`scan` is too complicated, suggestion for new iterator methods

optozorax · November 26, 2020, 6:25pm

AFAIK scan iterator method is the only iterator method that provides a mechanism to share some mutable state across iterations. But I think this method is too complicated and wide, therefore it should be replaced by more convenient and simple methods.
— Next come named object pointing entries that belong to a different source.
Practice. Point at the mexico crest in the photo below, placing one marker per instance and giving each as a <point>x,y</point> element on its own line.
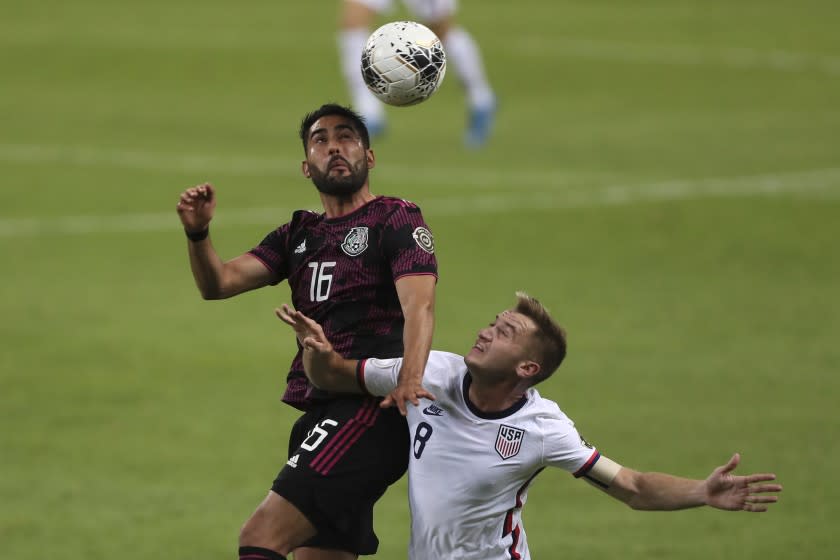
<point>509,441</point>
<point>356,241</point>
<point>424,239</point>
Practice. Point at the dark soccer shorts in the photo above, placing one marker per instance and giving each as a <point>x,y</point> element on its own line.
<point>343,454</point>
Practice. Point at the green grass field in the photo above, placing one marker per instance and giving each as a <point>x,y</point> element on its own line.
<point>665,176</point>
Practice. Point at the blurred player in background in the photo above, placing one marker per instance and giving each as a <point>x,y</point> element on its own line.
<point>461,50</point>
<point>477,448</point>
<point>366,269</point>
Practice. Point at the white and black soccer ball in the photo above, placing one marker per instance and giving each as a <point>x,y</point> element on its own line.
<point>403,63</point>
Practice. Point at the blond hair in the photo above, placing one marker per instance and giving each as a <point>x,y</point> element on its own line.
<point>549,338</point>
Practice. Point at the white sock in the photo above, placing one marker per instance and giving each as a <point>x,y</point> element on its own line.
<point>462,51</point>
<point>351,42</point>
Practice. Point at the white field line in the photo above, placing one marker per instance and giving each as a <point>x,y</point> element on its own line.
<point>818,183</point>
<point>204,166</point>
<point>681,55</point>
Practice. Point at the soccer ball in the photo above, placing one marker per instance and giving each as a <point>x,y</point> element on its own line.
<point>403,63</point>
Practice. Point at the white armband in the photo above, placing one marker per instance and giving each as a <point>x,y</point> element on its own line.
<point>603,471</point>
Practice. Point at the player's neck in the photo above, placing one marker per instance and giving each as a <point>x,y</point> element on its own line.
<point>494,397</point>
<point>338,206</point>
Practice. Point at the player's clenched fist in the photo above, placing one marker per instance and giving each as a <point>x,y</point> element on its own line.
<point>196,207</point>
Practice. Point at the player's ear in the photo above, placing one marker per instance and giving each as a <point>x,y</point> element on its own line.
<point>528,369</point>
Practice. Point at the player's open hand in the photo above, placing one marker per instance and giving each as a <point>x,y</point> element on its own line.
<point>309,333</point>
<point>725,490</point>
<point>408,390</point>
<point>196,207</point>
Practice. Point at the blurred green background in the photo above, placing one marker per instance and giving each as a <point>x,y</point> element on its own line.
<point>664,175</point>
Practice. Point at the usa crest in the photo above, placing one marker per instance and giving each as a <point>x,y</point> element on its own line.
<point>509,441</point>
<point>356,241</point>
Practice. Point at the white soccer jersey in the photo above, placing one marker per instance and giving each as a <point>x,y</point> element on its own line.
<point>469,472</point>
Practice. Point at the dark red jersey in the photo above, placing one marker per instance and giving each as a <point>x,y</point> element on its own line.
<point>342,272</point>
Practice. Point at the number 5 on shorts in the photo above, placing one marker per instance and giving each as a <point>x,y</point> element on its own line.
<point>319,433</point>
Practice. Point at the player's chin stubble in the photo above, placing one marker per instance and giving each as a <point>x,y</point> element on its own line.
<point>340,185</point>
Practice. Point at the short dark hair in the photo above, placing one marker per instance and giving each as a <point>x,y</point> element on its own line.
<point>329,109</point>
<point>549,338</point>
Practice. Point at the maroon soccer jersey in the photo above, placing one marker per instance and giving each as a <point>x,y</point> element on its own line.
<point>342,272</point>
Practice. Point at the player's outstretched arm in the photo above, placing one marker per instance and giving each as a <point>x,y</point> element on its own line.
<point>324,367</point>
<point>215,279</point>
<point>417,299</point>
<point>721,489</point>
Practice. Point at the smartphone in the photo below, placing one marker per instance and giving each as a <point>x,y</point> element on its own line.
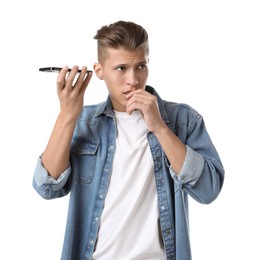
<point>57,69</point>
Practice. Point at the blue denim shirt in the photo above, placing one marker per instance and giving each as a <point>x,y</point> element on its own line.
<point>92,152</point>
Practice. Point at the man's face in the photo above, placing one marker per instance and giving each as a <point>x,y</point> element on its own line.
<point>123,71</point>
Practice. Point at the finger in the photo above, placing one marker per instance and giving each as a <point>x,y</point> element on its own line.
<point>86,82</point>
<point>71,77</point>
<point>81,78</point>
<point>61,79</point>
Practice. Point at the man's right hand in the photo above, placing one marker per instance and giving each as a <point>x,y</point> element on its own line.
<point>71,91</point>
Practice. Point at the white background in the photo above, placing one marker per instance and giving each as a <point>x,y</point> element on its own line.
<point>204,53</point>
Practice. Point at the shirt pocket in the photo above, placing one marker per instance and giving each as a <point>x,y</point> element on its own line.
<point>83,160</point>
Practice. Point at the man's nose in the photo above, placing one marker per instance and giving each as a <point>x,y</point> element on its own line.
<point>132,80</point>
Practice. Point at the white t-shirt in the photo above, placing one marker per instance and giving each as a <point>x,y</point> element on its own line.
<point>129,226</point>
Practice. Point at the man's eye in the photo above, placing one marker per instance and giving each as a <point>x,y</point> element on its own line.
<point>120,68</point>
<point>141,67</point>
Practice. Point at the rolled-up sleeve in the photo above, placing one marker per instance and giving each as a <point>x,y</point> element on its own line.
<point>46,185</point>
<point>192,168</point>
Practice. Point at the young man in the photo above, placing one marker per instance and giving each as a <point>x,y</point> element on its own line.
<point>129,163</point>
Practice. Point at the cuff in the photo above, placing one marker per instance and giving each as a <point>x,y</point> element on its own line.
<point>192,168</point>
<point>42,177</point>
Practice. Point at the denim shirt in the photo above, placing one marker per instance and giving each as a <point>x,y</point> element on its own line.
<point>87,178</point>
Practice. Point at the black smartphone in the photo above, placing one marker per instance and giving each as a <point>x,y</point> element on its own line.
<point>57,69</point>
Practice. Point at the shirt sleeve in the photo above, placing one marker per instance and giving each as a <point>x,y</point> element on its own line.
<point>41,177</point>
<point>192,168</point>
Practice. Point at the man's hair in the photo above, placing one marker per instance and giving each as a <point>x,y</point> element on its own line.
<point>126,35</point>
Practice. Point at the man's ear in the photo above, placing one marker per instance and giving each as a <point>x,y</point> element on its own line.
<point>98,70</point>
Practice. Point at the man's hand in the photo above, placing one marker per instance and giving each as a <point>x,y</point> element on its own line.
<point>71,96</point>
<point>147,104</point>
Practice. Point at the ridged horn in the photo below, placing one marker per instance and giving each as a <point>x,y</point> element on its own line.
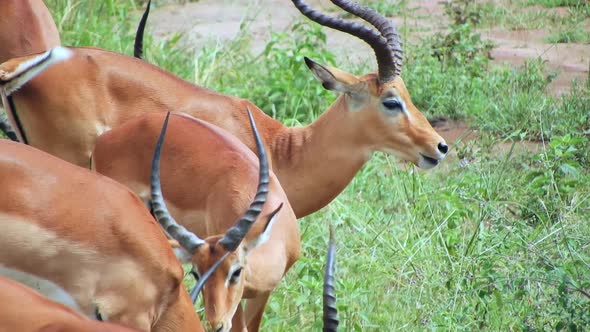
<point>386,59</point>
<point>330,311</point>
<point>383,25</point>
<point>203,279</point>
<point>234,236</point>
<point>189,241</point>
<point>138,45</point>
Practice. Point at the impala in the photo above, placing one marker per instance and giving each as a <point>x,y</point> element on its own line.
<point>26,27</point>
<point>209,177</point>
<point>23,309</point>
<point>74,102</point>
<point>43,286</point>
<point>91,236</point>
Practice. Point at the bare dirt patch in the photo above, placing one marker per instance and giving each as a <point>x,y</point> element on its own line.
<point>221,20</point>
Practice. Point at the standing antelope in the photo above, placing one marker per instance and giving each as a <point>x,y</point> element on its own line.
<point>24,310</point>
<point>26,27</point>
<point>209,177</point>
<point>92,237</point>
<point>74,102</point>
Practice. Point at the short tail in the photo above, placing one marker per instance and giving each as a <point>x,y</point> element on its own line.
<point>138,46</point>
<point>17,72</point>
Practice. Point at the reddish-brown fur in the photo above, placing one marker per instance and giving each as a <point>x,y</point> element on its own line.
<point>208,180</point>
<point>23,309</point>
<point>91,236</point>
<point>26,27</point>
<point>68,106</point>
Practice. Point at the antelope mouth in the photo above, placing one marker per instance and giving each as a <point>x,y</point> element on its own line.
<point>427,162</point>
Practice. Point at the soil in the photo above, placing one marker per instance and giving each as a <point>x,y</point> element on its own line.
<point>220,19</point>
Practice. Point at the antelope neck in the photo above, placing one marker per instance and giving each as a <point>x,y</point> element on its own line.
<point>316,162</point>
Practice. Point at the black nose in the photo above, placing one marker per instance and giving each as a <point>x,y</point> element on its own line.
<point>442,147</point>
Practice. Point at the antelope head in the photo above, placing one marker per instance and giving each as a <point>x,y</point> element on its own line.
<point>218,262</point>
<point>378,103</point>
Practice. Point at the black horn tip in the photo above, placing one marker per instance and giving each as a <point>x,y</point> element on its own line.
<point>138,46</point>
<point>330,311</point>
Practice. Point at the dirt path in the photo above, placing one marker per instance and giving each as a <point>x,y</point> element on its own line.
<point>221,19</point>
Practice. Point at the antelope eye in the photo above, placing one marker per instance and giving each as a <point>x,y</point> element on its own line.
<point>392,104</point>
<point>235,275</point>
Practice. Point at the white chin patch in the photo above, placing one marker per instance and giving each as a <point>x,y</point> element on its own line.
<point>425,164</point>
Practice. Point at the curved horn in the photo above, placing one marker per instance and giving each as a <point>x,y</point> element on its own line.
<point>386,59</point>
<point>138,45</point>
<point>189,241</point>
<point>383,25</point>
<point>330,311</point>
<point>234,236</point>
<point>201,281</point>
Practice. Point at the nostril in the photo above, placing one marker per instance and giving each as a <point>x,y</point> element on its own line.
<point>442,147</point>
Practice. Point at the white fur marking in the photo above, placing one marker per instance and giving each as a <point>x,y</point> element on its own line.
<point>27,70</point>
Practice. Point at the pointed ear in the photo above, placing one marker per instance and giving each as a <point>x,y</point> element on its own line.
<point>264,236</point>
<point>183,256</point>
<point>333,79</point>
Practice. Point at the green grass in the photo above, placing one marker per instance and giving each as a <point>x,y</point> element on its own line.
<point>494,239</point>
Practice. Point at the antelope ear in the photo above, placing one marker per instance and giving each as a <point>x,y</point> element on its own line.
<point>265,235</point>
<point>183,256</point>
<point>333,79</point>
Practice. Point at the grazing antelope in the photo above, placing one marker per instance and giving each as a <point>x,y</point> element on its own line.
<point>91,236</point>
<point>26,27</point>
<point>23,309</point>
<point>208,178</point>
<point>75,101</point>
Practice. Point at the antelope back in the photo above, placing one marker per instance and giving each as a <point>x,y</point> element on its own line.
<point>26,27</point>
<point>208,179</point>
<point>89,235</point>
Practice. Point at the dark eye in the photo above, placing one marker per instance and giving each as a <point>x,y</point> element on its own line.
<point>235,276</point>
<point>392,104</point>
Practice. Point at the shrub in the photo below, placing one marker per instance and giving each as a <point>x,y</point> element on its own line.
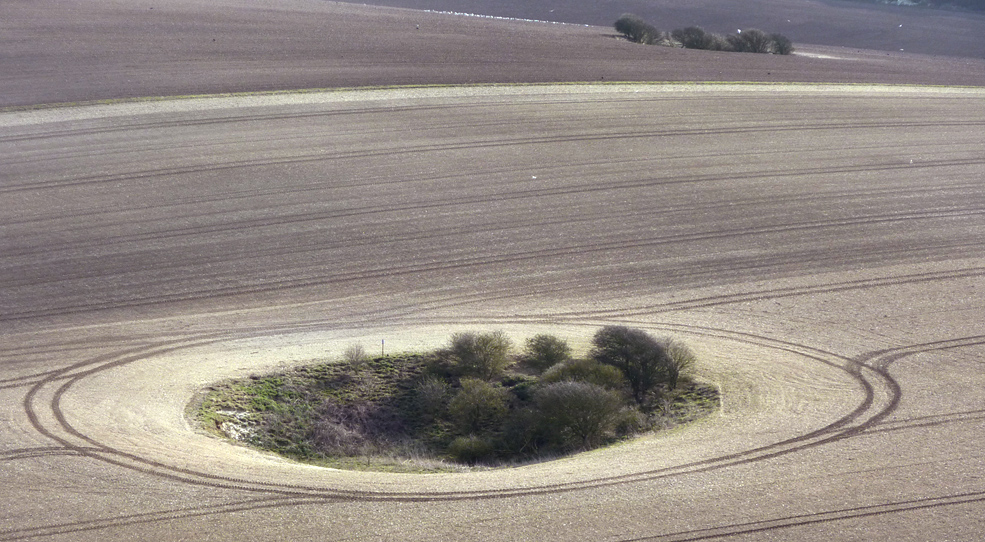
<point>430,394</point>
<point>751,41</point>
<point>636,29</point>
<point>643,361</point>
<point>578,414</point>
<point>470,449</point>
<point>693,37</point>
<point>586,370</point>
<point>477,407</point>
<point>681,356</point>
<point>544,351</point>
<point>482,355</point>
<point>781,44</point>
<point>355,355</point>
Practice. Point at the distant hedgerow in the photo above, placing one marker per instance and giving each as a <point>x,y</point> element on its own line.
<point>695,37</point>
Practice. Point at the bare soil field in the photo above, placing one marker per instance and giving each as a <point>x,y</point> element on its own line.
<point>819,246</point>
<point>64,52</point>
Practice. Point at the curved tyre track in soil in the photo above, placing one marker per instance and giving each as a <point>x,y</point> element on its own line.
<point>821,248</point>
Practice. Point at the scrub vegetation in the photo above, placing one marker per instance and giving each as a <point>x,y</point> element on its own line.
<point>693,37</point>
<point>473,403</point>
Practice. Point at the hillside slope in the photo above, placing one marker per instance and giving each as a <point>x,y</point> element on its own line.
<point>844,23</point>
<point>105,50</point>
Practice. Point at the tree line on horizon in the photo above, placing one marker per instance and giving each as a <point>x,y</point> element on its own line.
<point>635,29</point>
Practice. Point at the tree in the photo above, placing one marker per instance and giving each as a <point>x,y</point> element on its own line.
<point>482,355</point>
<point>578,414</point>
<point>544,351</point>
<point>478,407</point>
<point>751,41</point>
<point>781,44</point>
<point>641,358</point>
<point>636,29</point>
<point>586,370</point>
<point>693,37</point>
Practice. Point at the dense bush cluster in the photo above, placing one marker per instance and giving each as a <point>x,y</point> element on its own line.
<point>694,37</point>
<point>474,401</point>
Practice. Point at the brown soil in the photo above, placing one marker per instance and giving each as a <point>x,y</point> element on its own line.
<point>821,247</point>
<point>67,53</point>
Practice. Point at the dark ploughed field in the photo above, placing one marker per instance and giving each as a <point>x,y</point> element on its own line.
<point>64,52</point>
<point>196,190</point>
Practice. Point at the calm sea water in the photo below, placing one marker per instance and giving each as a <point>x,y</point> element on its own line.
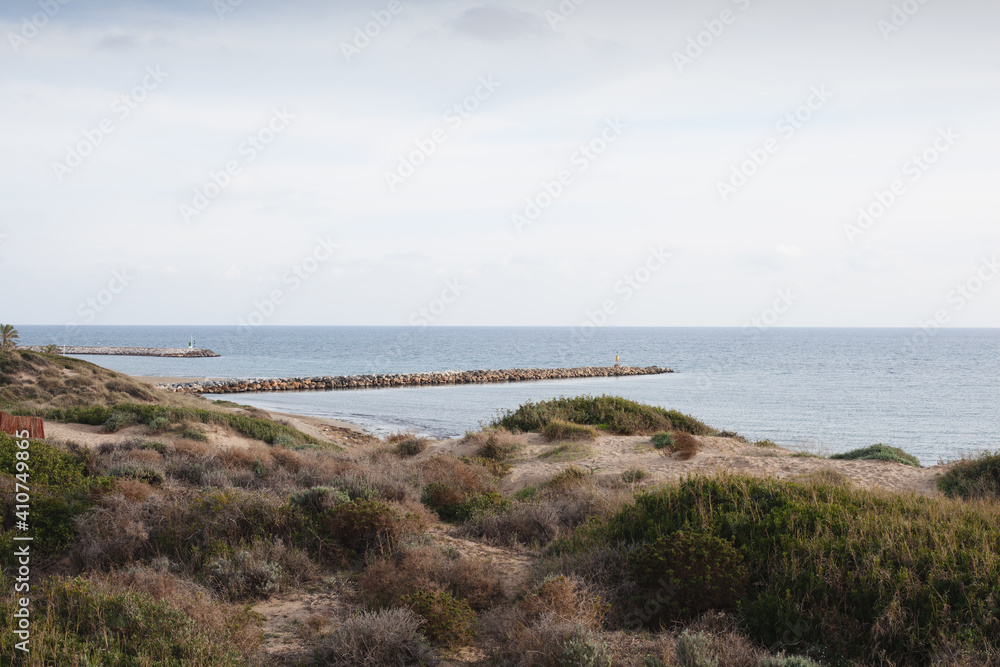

Let's look at scan usage example:

let a = [1, 2, 3];

let mut iter = a.iter().scan(1, |state, &x| {
    // each iteration, we'll multiply the state by the element
    *state = *state * x;

    // then, we'll yield the negation of the state
    Some(-*state)
});

assert_eq!(iter.next(), Some(-1));
assert_eq!(iter.next(), Some(-2));
assert_eq!(iter.next(), Some(-6));
assert_eq!(iter.next(), None);

Observations:

We must provide an initial value of the state, we can't get it from the first iteration.
state is provided by &mut reference, so we must change it by using *state = ... syntax, not by returning a value. So, we always need curly brackets. But it's a powerful tool: we can compute a return value before changing state, or after.
Then we return Some() of next value. And by this we do as same as filter_map. Because of this Scan doesn't implement ExactSizeIterator, so we can't use it to allocate exact space when using the collect method.

I think:

We should able to provide initial value either by telling an exact value or from first iteration.
state should be changed not by mutable reference, but by function Fn(State, &Item) -> State, because it is more simple and don't require {} in simple cases.
There shouldn't be filter_map or map or filter behavior inside this iterator, it should be done by the next iterator adaptors.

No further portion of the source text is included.